Regex a wine directory in bash

Question

I am writing a small shell script that launches a program in my wine directory. My challenge is that I have installed this on multiple machines, some with 64 and some with 32 bit, some with English and some with Norwegian locals.

the name of the program files directory in $HOME/.wine/drive_c can thus change from Program Files, Program Files (x86), programfiler etc..

The bash line I have so far is this:

(cd $HOME/.wine/drive_c/[Pp]rogram*/... ; wine ...)

However, the [Pp]rogram* line does not work, does anyone have a good suggestion?

Answer 1

That should work just fine, but since you will have both Program Files and Program Files (x86) on 64 bit installations this will always expand to Program Files which might be wrong in your case.

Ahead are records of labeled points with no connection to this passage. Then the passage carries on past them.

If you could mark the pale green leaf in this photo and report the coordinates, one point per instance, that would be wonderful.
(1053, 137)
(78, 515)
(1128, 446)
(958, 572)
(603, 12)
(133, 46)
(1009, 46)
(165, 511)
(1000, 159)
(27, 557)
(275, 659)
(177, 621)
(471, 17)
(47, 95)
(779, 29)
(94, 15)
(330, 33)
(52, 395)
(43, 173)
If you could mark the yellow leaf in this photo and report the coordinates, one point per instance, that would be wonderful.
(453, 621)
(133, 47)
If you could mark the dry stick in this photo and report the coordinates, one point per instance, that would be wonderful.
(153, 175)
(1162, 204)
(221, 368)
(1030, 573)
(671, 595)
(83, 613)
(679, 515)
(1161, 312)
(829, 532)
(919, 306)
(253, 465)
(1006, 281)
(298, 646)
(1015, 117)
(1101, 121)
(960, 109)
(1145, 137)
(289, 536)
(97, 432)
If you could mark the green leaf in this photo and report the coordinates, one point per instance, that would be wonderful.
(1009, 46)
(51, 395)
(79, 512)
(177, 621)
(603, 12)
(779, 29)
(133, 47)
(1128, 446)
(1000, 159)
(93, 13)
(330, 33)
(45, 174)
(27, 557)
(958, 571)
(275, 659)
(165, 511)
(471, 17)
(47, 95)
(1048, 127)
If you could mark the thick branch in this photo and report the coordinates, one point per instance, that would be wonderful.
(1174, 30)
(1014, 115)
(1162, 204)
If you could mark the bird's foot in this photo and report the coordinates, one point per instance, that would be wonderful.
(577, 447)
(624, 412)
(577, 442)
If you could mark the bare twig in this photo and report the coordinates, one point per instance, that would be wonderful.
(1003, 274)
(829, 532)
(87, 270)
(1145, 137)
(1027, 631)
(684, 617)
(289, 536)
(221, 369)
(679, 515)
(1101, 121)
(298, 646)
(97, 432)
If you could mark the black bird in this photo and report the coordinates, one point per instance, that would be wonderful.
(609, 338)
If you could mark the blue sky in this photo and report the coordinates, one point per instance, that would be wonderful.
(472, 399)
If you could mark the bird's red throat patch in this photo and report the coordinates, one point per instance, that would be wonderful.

I would use the following to dynamically determine the correct path:

look_for='My Program/myprogram.exe'
for dir in "$HOME"/.wine/drive_c/[Pp]rogram*[Ff]*/; do
    if [ -e "${dir}${look_for}" ]; then
        cd "${dir}"
        wine [...]
        exit $?
    fi
done

This loops over all possible "program files" directories and checks if the file/directory specified in $look_for exists underneath it. If it does, it takes the directory component of $look_for, cds into it and runs wine from there.